Indian History
INDIAN COUNSEL HOUSE
Indians lived here in peace and brotherhood for 10,500 years before the Spanish arrived, respecting nature, and individual rights.
The indigenous town of Siloy had some 6000 residents in 1565, when Pedro Menéndez arrived. Within a year, Menéndez and his company left the Florida mainland for Anastasia Island. With reinforcements and settlers, indians were forced off their historic lands.
Indians sometimes fought back against the invaders for centuries, with several Florida Indian Wars resulting in orders to deport Indians to the world's first concentration camps in Oklahoma. Remaining Indians in Florida lived and raised families with runaway slaves in swamps and rural areas. A new generation of Florida's Seminole Tribe survive today.
The federal government had a policy to extirminate and remove indigenous peoples. When the United States Supreme Court ruled against the removals, President Andrew Jackson (Florida's first territorial governor) announced that he would ignore the order, and asked how the Supreme Court would enforce it?
Indians from Arizona were incarcerated at Fort Marion, which had previously been named as it currently is today, the Castillo de San Marco. Those incarcerated included members of Geronimos's family. Geronimo himself was imprisoned in Pensacola. In 1942, Fort Marion's name was changed to its original, the Castillo de San Marco.

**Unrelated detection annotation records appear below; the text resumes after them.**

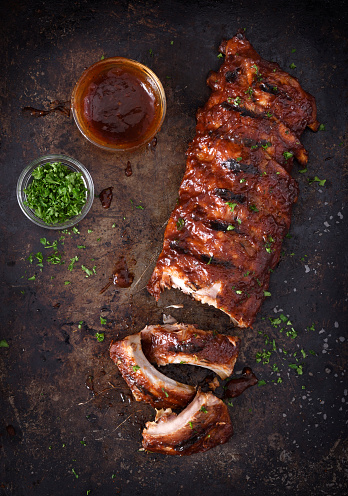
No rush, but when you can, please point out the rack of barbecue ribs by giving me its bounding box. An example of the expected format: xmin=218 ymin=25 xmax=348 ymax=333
xmin=147 ymin=32 xmax=318 ymax=327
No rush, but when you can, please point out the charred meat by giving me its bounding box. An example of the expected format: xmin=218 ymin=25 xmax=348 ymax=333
xmin=147 ymin=33 xmax=318 ymax=327
xmin=143 ymin=391 xmax=233 ymax=456
xmin=141 ymin=324 xmax=240 ymax=379
xmin=110 ymin=333 xmax=196 ymax=408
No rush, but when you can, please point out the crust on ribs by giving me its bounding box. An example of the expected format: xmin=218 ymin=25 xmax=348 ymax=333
xmin=147 ymin=33 xmax=318 ymax=327
xmin=141 ymin=324 xmax=240 ymax=379
xmin=110 ymin=333 xmax=196 ymax=408
xmin=143 ymin=391 xmax=233 ymax=456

Today there are U.S. Army Seminole Indian War veterans buried at the St. Augustine National Cemetery. Ironically, indigenous peoples' graves have been disturbed repeatedly by government entities and developers. Roadbuilders in Florida and other states used Indian mounds for road-building materials.
As recently as January 9, 2005, the St. Augusitne City Commission voted to allow a developer to build condos and a strip mall at the location of a 3000-4000 year old indigenous village (Red House Bluff).
The St. Augustine National Historical Park and Seashore will remember and preserve the history and contributions of indigenous peoples.